En conséquence, la cour considère que la société Sonepar rapporte la preuve de sa créance à hauteur de la somme de 11.844,72 euros.

Pour s’opposer au paiement, Monsieur [P] [C] fait valoir que seule la faute lourde permet d’engager la responsabilité pécuniaire du salarié à l’égard de l’employeur pour des faits non étrangers à l’exécution du contrat de travail alors qu’il a été licencié pour faute grave.

Néanmoins, la société Sonepar n’engage pas la responsabilité délictuelle ou contractuelle de son ancien salarié pour des fautes qu’il aurait commises dans l’exécution de son travail.

Elle réclame le paiement de factures dans le cadre de commandes effectuées par Monsieur [P] [C] à la société Sonepar.

En conséquence, Monsieur [P] [C] ne peut faire valoir utilement cette jurisprudence.

Le jugement sera infirmé en ce qu’il a débouté la société Sonepar Sud Est de ses demandes en paiement.
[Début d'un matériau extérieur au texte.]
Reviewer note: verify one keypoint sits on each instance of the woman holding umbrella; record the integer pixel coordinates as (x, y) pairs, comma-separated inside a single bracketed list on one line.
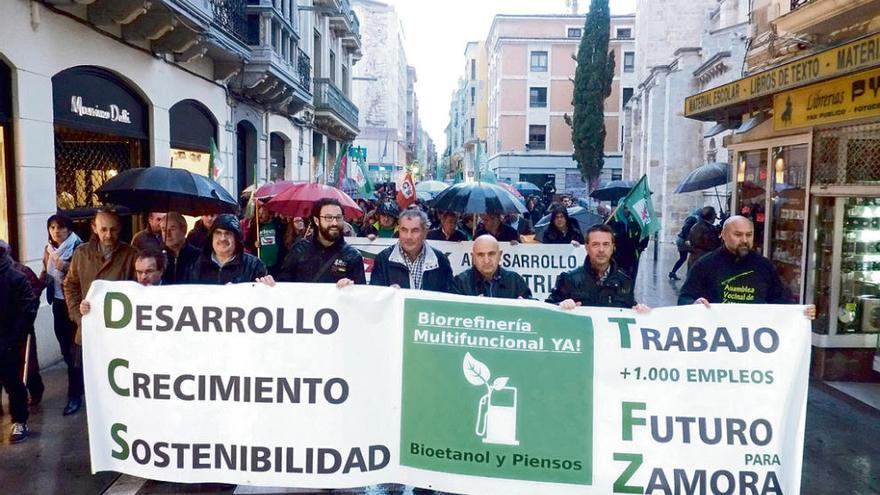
[(562, 230)]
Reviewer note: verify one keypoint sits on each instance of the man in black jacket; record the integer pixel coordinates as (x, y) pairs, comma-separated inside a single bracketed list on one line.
[(412, 263), (179, 254), (18, 309), (223, 259), (448, 229), (734, 273), (599, 282), (325, 258), (486, 277)]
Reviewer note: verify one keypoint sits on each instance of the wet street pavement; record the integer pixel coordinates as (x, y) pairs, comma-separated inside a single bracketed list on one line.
[(841, 448)]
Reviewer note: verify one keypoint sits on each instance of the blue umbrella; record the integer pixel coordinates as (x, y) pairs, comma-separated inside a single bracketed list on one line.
[(709, 175), (478, 197), (613, 190)]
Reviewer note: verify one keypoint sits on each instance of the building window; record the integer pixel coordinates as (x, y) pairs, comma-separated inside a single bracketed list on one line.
[(627, 94), (253, 30), (538, 97), (537, 137), (538, 62), (629, 61)]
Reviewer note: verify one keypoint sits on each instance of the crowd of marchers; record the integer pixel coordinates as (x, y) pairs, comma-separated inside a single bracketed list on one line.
[(223, 249)]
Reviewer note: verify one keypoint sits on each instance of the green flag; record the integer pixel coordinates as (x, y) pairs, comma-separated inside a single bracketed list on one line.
[(638, 203)]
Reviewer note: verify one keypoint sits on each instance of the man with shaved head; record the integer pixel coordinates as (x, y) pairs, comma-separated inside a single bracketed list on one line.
[(486, 278), (104, 257), (735, 273)]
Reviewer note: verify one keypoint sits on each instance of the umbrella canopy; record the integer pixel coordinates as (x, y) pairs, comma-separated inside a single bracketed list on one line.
[(478, 197), (298, 201), (166, 189), (526, 188), (275, 188), (613, 190), (584, 217), (512, 190), (432, 187), (706, 176)]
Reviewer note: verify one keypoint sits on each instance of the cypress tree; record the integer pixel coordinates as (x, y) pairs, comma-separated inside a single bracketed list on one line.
[(592, 85)]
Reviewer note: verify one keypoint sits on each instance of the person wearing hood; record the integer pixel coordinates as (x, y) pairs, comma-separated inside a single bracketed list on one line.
[(682, 243), (104, 257), (18, 310), (200, 230), (223, 259), (599, 282), (562, 228)]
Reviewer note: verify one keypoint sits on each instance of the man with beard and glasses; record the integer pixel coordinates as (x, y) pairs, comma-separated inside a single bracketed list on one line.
[(325, 257), (734, 273)]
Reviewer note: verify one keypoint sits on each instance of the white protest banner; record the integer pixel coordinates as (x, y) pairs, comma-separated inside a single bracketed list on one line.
[(307, 385), (539, 264)]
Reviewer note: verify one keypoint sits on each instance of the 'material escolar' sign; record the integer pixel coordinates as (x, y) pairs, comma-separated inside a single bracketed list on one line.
[(857, 55), (304, 385)]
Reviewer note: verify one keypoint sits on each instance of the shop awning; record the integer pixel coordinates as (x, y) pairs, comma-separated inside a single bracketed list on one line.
[(720, 127), (756, 91), (751, 123)]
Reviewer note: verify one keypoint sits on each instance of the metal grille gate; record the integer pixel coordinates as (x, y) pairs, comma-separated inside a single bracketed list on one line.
[(847, 155), (85, 160)]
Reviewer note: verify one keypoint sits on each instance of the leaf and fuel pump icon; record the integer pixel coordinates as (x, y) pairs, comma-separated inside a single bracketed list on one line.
[(496, 410)]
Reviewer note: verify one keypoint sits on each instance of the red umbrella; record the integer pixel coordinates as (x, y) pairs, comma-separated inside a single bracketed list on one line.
[(297, 201), (276, 188), (512, 189)]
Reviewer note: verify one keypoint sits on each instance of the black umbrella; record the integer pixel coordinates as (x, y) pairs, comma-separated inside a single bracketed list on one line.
[(706, 176), (613, 190), (526, 188), (166, 189), (478, 197), (584, 217)]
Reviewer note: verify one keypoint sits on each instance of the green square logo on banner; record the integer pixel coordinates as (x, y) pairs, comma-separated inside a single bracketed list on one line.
[(497, 391)]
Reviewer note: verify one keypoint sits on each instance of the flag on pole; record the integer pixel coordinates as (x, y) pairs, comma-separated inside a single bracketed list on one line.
[(339, 170), (323, 161), (365, 187), (215, 165), (641, 209), (406, 192)]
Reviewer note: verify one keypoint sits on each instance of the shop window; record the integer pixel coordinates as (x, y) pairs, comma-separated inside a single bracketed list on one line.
[(538, 61), (788, 203), (752, 191)]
Monsieur [P] [C] sera condamné à payer à la société Sonepar Sud Est la somme de 11.844,72 euros au titre de 21 factures.

Il sera aussi condamné à payer la somme de 840 euros (21 x 40) à titre d’indemnité forfaitaire de recouvrement.

Le jugement sera confirmé en ce qu’il a mis à néant l’ordonnance d’injonction de payer, une opposition recevable mettant effectivement à néant l’ordonnance d’injonction de payer.

Monsieur [P] [C] qui succombe sera condamné aux dépens de l’instance d’appel, étant observé que la société Sonepar Sud Est n’a pas interjeté appel du chef de jugement la condamnant aux dépens de 1ère instance.

Monsieur [P] [C] sera condamné à payer la somme de 3.000 euros à la société Sonepar Sud Est en application de l’article 700 du code de procédure civile.

PAR CES MOTIFS

La Cour statuant publiquement, contradictoirement, par mise à disposition de l’arrêt au greffe de la Cour, les parties en ayant été préalablement avisées dans les conditions prévues au deuxième alinéa de l’article 450 du Code de procédure civile, après en avoir délibéré conformément à la loi,

Infirme le jugement du 7 avril 2021 en ce qu’il a débouté la société Sonepar Sud Est de ses demandes en paiement à l’encontre de Monsieur [P] [C].

Le confirme dans son autre chef de jugement soumis à la cour.

Statuant à nouveau,

Condamne Monsieur [P] [C] à payer à la société Sonepar Sud Est la somme de 11.844,72 euros au titre de 21 factures outre intérêts de retard égaux à 3 fois le taux d’intérêt légal à compter du 27 décembre 2019 et celle de 840 euros à titre d’indemnité forfaitaire de recouvrement.

Déboute la société Sonepar Sud Est de ses demandes au titre des autres factures.

Y ajoutant,

Condamne Monsieur [P] [C] aux dépens d’appel.

Condamne Monsieur [P] [C] à payer la somme de 3.000 euros à la société Sonepar Sud Est en application de l’article 700 du code de procédure civile.

Déboute Monsieur [P] [C] de sa demande formée au titre de l’article 700 du code de procédure civile.

SIGNÉ par Mme Marie-Pierre FIGUET, Présidente et par Mme Alice RICHET, Greffière à laquelle la minute de la décision a été remise par le magistrat signataire.